Robotic automation not out of reach for SMEs


Automation via robots is an enterprise solution that has traditionally been associated with large scale manufacturing runs, heavy and/or dangerous work, and of course, cost.

Yet in 2014, robot solutions are available even for very small operators. The technology has come a long way in recent years, and one company – Universal Robots – the brainchild of three Danish Phd students, has made significant inroads in the democratisation of robots.

Shermine Gotfredsen, Business Development Manager for Universal Robots in Asia Pacific, told Dynamic Business that Universal Robots’ robotic arms are targeted at companies for which robotics and automation technology has traditionally been too expensive, cumbersome and difficult to program.

“Basically [the students] were working on a project on how robotics can help to automate processes in the food industry. They found out to put pepperoni on pizzas, companies have a 150kg robot that they put on a euro palate, and they have to drive it around, and they thought this process was not really flexible at all,” Gotfredsen says.

The company now makes arms in two weight bearing categories – 5kg and 10 kg, and Gotfredsen says the idea is to use the robots for lightweight tasks that have traditionally been performed manually. What’s more, the robots are designed to coexist alongside workers with little to no safety shielding required.

Herbert Ho from Sensorplex, the company distributing the UR robots in Australia, says one element of the trend towards robotics is not being afraid of the technology.

“We train our customers to take ownership of the robot. If there’s a small problem or [the alignment] is slightly out – you don’t call us. We train users to make the minor adjustments, because a lot of people will use the robot,” Ho says. “It’s also not about seeing a robot as a complete replacement; it’s about seeing it as a collaborative tool of the trade,” he adds.
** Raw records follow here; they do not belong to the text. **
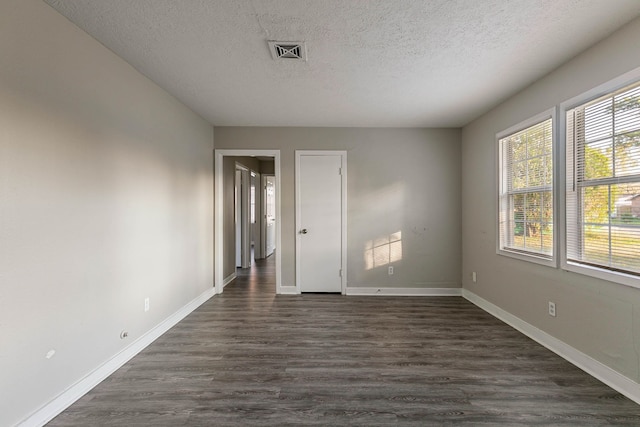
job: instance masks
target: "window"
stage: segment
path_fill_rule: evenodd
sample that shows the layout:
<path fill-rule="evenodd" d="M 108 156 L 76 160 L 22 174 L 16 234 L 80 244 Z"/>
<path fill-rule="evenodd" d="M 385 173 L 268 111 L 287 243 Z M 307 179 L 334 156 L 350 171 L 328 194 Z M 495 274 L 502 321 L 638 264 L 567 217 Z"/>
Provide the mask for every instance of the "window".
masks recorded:
<path fill-rule="evenodd" d="M 640 83 L 567 110 L 566 142 L 566 263 L 640 278 Z"/>
<path fill-rule="evenodd" d="M 552 113 L 515 129 L 498 135 L 498 253 L 555 265 Z"/>

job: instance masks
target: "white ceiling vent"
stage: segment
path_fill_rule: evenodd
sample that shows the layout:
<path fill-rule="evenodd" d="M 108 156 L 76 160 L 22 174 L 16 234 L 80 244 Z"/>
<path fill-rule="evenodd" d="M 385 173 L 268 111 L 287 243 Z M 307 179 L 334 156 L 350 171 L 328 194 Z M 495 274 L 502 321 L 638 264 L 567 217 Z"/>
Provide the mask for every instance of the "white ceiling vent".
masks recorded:
<path fill-rule="evenodd" d="M 273 59 L 307 60 L 307 47 L 304 42 L 269 42 L 269 50 Z"/>

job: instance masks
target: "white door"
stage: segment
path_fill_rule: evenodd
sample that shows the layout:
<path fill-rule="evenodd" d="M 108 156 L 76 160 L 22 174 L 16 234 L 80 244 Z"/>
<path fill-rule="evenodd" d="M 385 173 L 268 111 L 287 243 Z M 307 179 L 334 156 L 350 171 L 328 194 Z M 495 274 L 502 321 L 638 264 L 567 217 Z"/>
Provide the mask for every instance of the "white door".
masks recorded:
<path fill-rule="evenodd" d="M 345 157 L 344 152 L 296 152 L 300 292 L 343 292 Z"/>
<path fill-rule="evenodd" d="M 264 177 L 265 258 L 276 249 L 276 177 Z"/>

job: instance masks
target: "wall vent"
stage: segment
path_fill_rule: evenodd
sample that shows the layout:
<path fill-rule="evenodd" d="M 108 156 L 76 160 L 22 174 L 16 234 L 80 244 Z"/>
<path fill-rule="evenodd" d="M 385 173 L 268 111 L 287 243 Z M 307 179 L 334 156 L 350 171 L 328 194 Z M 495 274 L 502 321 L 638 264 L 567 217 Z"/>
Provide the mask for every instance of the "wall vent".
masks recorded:
<path fill-rule="evenodd" d="M 307 47 L 304 42 L 269 42 L 273 59 L 307 60 Z"/>

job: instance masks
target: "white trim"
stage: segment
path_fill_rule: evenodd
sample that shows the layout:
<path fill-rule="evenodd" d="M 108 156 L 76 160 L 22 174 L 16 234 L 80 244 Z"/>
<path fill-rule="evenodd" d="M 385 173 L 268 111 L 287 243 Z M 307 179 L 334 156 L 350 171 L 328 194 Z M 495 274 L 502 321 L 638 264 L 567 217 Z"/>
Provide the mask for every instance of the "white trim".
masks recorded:
<path fill-rule="evenodd" d="M 49 403 L 36 410 L 18 425 L 20 427 L 45 425 L 214 295 L 214 288 L 207 289 L 102 365 L 89 372 L 84 378 L 71 385 Z"/>
<path fill-rule="evenodd" d="M 460 284 L 457 284 L 460 286 Z M 347 295 L 362 296 L 413 296 L 413 297 L 459 297 L 462 288 L 383 288 L 347 287 Z"/>
<path fill-rule="evenodd" d="M 347 292 L 347 152 L 342 151 L 342 167 L 340 177 L 342 178 L 342 268 L 340 277 L 342 278 L 342 295 Z"/>
<path fill-rule="evenodd" d="M 278 293 L 280 295 L 300 295 L 300 292 L 295 286 L 281 286 L 280 292 Z"/>
<path fill-rule="evenodd" d="M 301 156 L 340 156 L 340 178 L 342 187 L 342 241 L 341 245 L 341 293 L 346 294 L 347 291 L 347 152 L 335 150 L 295 150 L 295 205 L 296 205 L 296 293 L 300 290 L 300 235 L 297 230 L 302 228 L 300 224 L 300 157 Z"/>
<path fill-rule="evenodd" d="M 298 230 L 300 230 L 300 204 L 298 201 L 300 200 L 300 154 L 298 151 L 295 152 L 295 177 L 294 177 L 294 187 L 295 187 L 295 208 L 296 208 L 296 218 L 295 218 L 295 236 L 296 236 L 296 294 L 301 293 L 300 291 L 300 243 L 298 240 L 300 236 L 298 234 Z"/>
<path fill-rule="evenodd" d="M 236 170 L 238 170 L 238 162 L 236 162 Z M 241 169 L 241 183 L 238 194 L 238 203 L 240 204 L 240 259 L 242 268 L 251 267 L 251 216 L 250 210 L 250 187 L 251 175 L 249 169 Z M 237 183 L 236 183 L 237 188 Z M 238 244 L 236 242 L 236 244 Z"/>
<path fill-rule="evenodd" d="M 274 155 L 274 175 L 276 177 L 276 294 L 282 292 L 282 207 L 280 190 L 282 174 L 280 173 L 280 150 Z"/>
<path fill-rule="evenodd" d="M 233 282 L 236 279 L 236 272 L 234 271 L 222 281 L 222 287 L 225 288 L 229 283 Z"/>
<path fill-rule="evenodd" d="M 216 152 L 214 157 L 215 157 L 215 167 L 213 170 L 214 184 L 215 184 L 215 192 L 214 192 L 215 206 L 214 206 L 214 212 L 213 212 L 214 235 L 215 235 L 215 239 L 214 239 L 215 252 L 213 255 L 214 267 L 215 267 L 214 289 L 216 294 L 221 294 L 222 289 L 224 288 L 224 285 L 223 285 L 224 279 L 222 277 L 223 269 L 224 269 L 224 266 L 222 263 L 222 260 L 223 260 L 222 251 L 224 250 L 223 248 L 224 232 L 222 228 L 222 213 L 223 213 L 222 195 L 224 192 L 224 185 L 223 185 L 224 175 L 222 173 L 222 170 L 223 170 L 222 154 Z M 235 171 L 233 173 L 235 173 Z"/>
<path fill-rule="evenodd" d="M 525 130 L 531 126 L 535 126 L 536 124 L 542 123 L 546 120 L 551 119 L 551 163 L 553 167 L 553 185 L 552 185 L 552 197 L 553 197 L 553 249 L 551 253 L 551 258 L 547 258 L 544 255 L 536 255 L 536 254 L 527 254 L 523 252 L 519 252 L 516 250 L 509 250 L 508 248 L 501 248 L 501 240 L 500 240 L 500 211 L 502 209 L 501 206 L 501 190 L 504 185 L 500 181 L 500 175 L 502 174 L 502 144 L 500 140 L 512 135 L 514 133 Z M 526 120 L 521 121 L 520 123 L 509 127 L 508 129 L 503 130 L 502 132 L 498 132 L 496 134 L 496 171 L 495 171 L 495 179 L 496 179 L 496 213 L 495 213 L 495 224 L 496 224 L 496 254 L 503 255 L 509 258 L 519 259 L 521 261 L 529 261 L 540 265 L 545 265 L 547 267 L 558 267 L 558 215 L 560 211 L 558 210 L 558 193 L 560 192 L 558 189 L 560 187 L 557 186 L 558 182 L 558 174 L 559 174 L 559 164 L 558 164 L 558 109 L 556 107 L 549 108 L 539 114 L 536 114 L 533 117 L 530 117 Z"/>
<path fill-rule="evenodd" d="M 274 175 L 276 177 L 276 294 L 281 293 L 282 288 L 282 238 L 281 233 L 281 216 L 282 208 L 280 204 L 280 182 L 282 177 L 280 174 L 280 150 L 215 150 L 215 289 L 217 294 L 221 294 L 224 288 L 223 275 L 223 174 L 222 166 L 225 156 L 264 156 L 273 157 Z"/>
<path fill-rule="evenodd" d="M 555 197 L 554 197 L 554 199 L 555 199 Z M 556 238 L 556 236 L 554 235 L 553 239 L 555 240 L 555 238 Z M 499 244 L 500 244 L 500 242 L 498 240 L 498 245 Z M 555 249 L 554 249 L 554 251 L 555 251 Z M 535 254 L 528 254 L 528 253 L 523 253 L 523 252 L 518 252 L 518 251 L 512 251 L 512 250 L 509 250 L 509 249 L 498 249 L 496 251 L 496 254 L 502 255 L 502 256 L 506 256 L 508 258 L 519 259 L 520 261 L 533 262 L 535 264 L 540 264 L 540 265 L 544 265 L 544 266 L 547 266 L 547 267 L 555 268 L 557 266 L 557 261 L 554 258 L 545 258 L 543 256 L 537 256 Z"/>
<path fill-rule="evenodd" d="M 637 382 L 625 377 L 617 371 L 614 371 L 591 356 L 571 347 L 569 344 L 560 341 L 543 330 L 536 328 L 467 289 L 462 290 L 462 296 L 487 313 L 502 320 L 507 325 L 517 329 L 532 340 L 538 342 L 556 353 L 558 356 L 582 369 L 592 377 L 602 381 L 609 387 L 640 404 L 640 384 Z"/>
<path fill-rule="evenodd" d="M 566 252 L 562 259 L 562 269 L 565 271 L 570 271 L 572 273 L 596 277 L 598 279 L 607 280 L 609 282 L 619 283 L 621 285 L 640 289 L 640 277 L 623 272 L 610 271 L 605 268 L 598 268 L 591 265 L 580 264 L 578 262 L 567 261 Z"/>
At the 2014 CeBIT trade fair, which was held in Sydney this month, robtics technology was well represented. Hanna Knaeusl from the University of Regensburg, Germany was one exhibitor behind Mocktail Robot, a state-of-the-art robot that can mix a drink and also remember what a person orders. Once a patron has ordered from the robot, at the time of the next order from the same patron, the robot has the ability to “recognise” the person, and start creating the same drink.

“It’s not like a talking robot. It’s a decision system, and helps with respect to your very personal interests or situation. If you come to this system and you say I don’t want a very strong cocktail, but I do want something to drink – it will help you make that decision and make it for you,” Knaeusl says.

The Mocktail Robot is not yet available for commercial use, and was created to demonstrate to students what an intelligence system can do.